Click here to listen to this week’s JAM – Culture Eats Strategy For Lunch.
Management guru Peter Drucker has been credited with saying, “Culture eats strategy for lunch.” His point? While it is critical to have a clear strategy and vision, those will fail miserably if a leader ignores the culture of the organization. I have long believed that Drucker was right – the most important role I play as a leader is to create and nurture culture. All organizations have cultures. Successful leaders pay attention to understanding the culture they inherit and then finding ways to build, nurture, and shape that culture to help the people and the organization thrive. The development of a clear vision and mission, core values, short and long-term strategic initiatives, and collaborative structures that enable people to work together successfully are essential for moving an organization forward. During my fourteen years at Hillbrook, I have worked hard to ensure that these core cultural markers are clear to employees, families and students, and also that we find a balance in our culture between preserving who we have been and what we have historically done well, and allowing space for growth and innovation. A historian by training and an innovator and changemaker at heart, I find that I deeply value understanding and honoring our history, while also ensuring we are consistently looking into the future and making sure we will be just as relevant 10, 20 or even 100 years from today.
The creation of the new high school thus provides a really interesting opportunity and challenge. We are consistently reminding people that we are not developing a brand new school, rather we are expanding on an existing school. The mission, vision and core values of our high school will remain the same as our existing JK-8, yet they will manifest themselves differently in a high school setting. In addition, while we love the many traditions on our JK-8 campus, we are excited at the high school to create new traditions. As a school, we have always empowered students to help us design and implement these traditions. I vividly remember our 2nd grade students leading the younger JK-1st grade students in a collaborative session to design playground rules on our newly remodeled playground a few years ago. With older students we know there will be even more robust opportunities for them to help us design and co-create these new traditions, something we are eager to chronicle in the year ahead.

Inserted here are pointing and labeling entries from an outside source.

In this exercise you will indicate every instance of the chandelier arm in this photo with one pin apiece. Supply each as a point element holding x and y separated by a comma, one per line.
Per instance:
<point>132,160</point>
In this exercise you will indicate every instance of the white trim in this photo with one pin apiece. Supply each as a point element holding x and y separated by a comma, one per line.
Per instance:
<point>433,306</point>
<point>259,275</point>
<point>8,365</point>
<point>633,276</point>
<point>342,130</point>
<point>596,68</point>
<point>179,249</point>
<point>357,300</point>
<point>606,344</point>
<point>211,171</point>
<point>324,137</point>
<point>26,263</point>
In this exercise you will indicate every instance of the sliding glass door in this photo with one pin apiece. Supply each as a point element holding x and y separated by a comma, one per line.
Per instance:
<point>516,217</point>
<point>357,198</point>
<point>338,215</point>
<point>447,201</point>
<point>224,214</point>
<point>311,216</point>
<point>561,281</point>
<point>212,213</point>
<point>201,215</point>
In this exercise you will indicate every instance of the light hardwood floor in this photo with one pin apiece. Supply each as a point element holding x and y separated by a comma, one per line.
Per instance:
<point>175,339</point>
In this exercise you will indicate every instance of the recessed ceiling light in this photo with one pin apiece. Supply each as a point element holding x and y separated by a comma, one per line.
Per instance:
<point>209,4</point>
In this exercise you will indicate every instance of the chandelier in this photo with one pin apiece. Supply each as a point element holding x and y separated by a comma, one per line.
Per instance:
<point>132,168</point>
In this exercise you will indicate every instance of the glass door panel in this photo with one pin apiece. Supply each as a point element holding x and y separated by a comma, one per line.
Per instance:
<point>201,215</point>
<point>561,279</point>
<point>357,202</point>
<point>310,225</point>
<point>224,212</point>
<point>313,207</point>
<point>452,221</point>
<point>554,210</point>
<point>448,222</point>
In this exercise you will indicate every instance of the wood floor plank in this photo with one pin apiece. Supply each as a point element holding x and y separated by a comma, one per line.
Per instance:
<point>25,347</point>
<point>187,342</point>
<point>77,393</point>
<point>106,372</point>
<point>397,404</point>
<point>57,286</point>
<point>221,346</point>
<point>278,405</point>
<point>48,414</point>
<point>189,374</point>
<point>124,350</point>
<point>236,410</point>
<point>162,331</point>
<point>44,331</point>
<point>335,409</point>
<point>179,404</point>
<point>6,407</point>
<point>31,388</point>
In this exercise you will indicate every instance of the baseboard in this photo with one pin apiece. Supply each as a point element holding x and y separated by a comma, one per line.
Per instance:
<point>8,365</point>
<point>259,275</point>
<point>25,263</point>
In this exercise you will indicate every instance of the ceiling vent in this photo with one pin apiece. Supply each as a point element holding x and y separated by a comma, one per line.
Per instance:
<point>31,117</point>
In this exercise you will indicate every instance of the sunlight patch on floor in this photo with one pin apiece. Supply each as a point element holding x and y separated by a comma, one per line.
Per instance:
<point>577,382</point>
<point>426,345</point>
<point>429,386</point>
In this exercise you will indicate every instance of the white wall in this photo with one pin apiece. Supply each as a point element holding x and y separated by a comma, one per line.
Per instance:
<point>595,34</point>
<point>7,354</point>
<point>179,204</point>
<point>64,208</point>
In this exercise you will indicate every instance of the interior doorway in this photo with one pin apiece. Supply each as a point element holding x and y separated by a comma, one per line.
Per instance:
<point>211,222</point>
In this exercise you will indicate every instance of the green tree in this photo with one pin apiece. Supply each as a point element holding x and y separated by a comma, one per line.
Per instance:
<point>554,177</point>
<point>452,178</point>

We also are thinking a lot about hiring. Clearly, most of our teachers will be new teachers to our school, as our current JK-8 teachers have committed their careers and their training to working with younger students. We are hopeful, however, that at least a few of those teachers will join the new high school faculty, becoming culture carriers who can help bridge the culture between our existing campus and the new program. There’s that word again – culture. I know that over the next few years, it will be critical that I and other leaders in our community keep paying attention to it.